The experimental and clinical pharmacology of propofol, an anesthetic agent with neuroprotective properties

Abstract

Propofol (2,6-diisopropylphenol) is a versatile, short-acting, intravenous (i.v.) sedative-hypnotic agent initially marketed as an anesthetic, and now also widely used for the sedation of patients in the intensive care unit (ICU). At the room temperature propofol is an oil and is insoluble in water. It has a remarkable safety profile. Its most common side effects are dose-dependent hypotension and cardiorespiratory depression. Propofol is a global central nervous system (CNS) depressant. It activates gamma-aminobutyric acid (GABA A) receptors directly, inhibits the N-methyl-d-aspartate (NMDA) receptor and modulates calcium influx through slow calcium-ion channels. Furthermore, at doses that do not produce sedation, propofol has an anxiolytic effect. It has also immunomodulatory activity, and may, therefore, diminish the systemic inflammatory response believed to be responsible for organ dysfunction. Propofol has been reported to have neuroprotective effects. It reduces cerebral blood flow and intracranial pressure (ICP), is a potent antioxidant, and has anti-inflammatory properties. Laboratory investigations revealed that it might also protect brain from ischemic injury. Propofol formulations contain either disodium edetate (EDTA) or sodium metabisulfite, which have antibacterial and antifungal properties. EDTA is also a chelator of divalent ions such as calcium, magnesium, and zinc. Recently, EDTA has been reported to exert a neuroprotective effect itself by chelating surplus intracerebral zinc in an ischemia model. This article reviews the neuroprotective effects of propofol and its mechanism of action.

Figure 1

The chemical structure of propofol.

Figure 2

Both propofol and propofol EDTA reduced the cell damage induced by OGD in PC12 culture. Cell viability was assessed following immersion in 10% resazurin solution for 3 h at 37 °C, and fluorescence was recorded at 560/590 nm. OGD induced cell death, and propofol and EDTA each inhibited this OGD‐induced cell death. Propofol plus EDTA reduced cell death by more than propofol alone. Data are expressed as mean ± SD. *P < 0.05, **P < 0.01 versus OGD‐treatment alone (Dunnett's test or Student's t‐test); n= 4. Data from Kotani et al. (2008).

Figure 3

(A) Effects of propofol EDTA and propofol on infarct volume at 24 h after permanent MCA occlusion (each treatment being given intravenously [1, 5, or 10 mg/kg, given over 90 second, at 0.1 mL/10 g] 10 min before MCA occlusion). *P < 0.05, **P < 0.01 versus vehicle (Dunnett's test); n= 10–14. (B) The effects of propofol EDTA and propofol on brain swelling 24 h after permanent MCA occlusion in mice. *P < 0.05 versus vehicle (Dunnett's test); n= 10–14. (C) Effects of propofol EDTA and propofol (details as in B) on neurological deficits at 24 h after permanent MCA occlusion. *P < 0.05 versus vehicle (Mann‐Whitney U‐test); n= 10–14. Values are mean ± SD. Data from Kotani et al. (2008).

Figure 4

Effect of propofol EDTA on TUNEL staining after MCA occlusion.

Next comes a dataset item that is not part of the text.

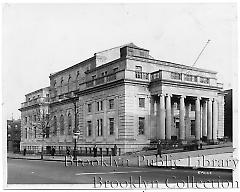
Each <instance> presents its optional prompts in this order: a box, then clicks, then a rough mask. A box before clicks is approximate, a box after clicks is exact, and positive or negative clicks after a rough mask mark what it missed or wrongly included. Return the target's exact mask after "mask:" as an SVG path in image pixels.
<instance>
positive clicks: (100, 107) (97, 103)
mask: <svg viewBox="0 0 240 192" xmlns="http://www.w3.org/2000/svg"><path fill="white" fill-rule="evenodd" d="M100 110H101V111H102V110H103V101H98V102H97V111H100Z"/></svg>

Propofol EDTA (10 mg/kg i.v.) was administered 10 min before MCA occlusion, and mice were sacrificed at 12 or 24 h after the occlusion. (A) Schematic drawing showing the brain regions at a level 0.4–1.0 mm anterior to bregma (through the anterior commissure); 1, ischemic core; 2 and 3, ischemic penumbra. The number of TUNEL‐positive cells was counted in each of these areas, the average for areas 2 and 3 being taken as the number for the ischemic penumbra. (B) Propofol EDTA appeared to reduce the number of TUNEL‐positive cells (versus vehicle treatment) in the ischemic penumbra, but not in the ischemic core. (C and D) Quantitative representation of TUNEL‐positive cells in ischemic brains treated with propofol EDTA or vehicle. White part of bar shows number of apoptotic cells among all positive cells. Note that at 24 h in the ischemic penumbra, a considerably smaller number of TUNEL‐positive cells was observed in mice treated with propofol EDTA than in mice treated with vehicle. However, in the ischemic core no such difference was detected. Data are expressed as mean ± SD. *P < 0.05, **P < 0.01 versus vehicle (Student's t‐test); n= 4–6. Scale bar = 100 μm. Data from Kotani et al. (2008).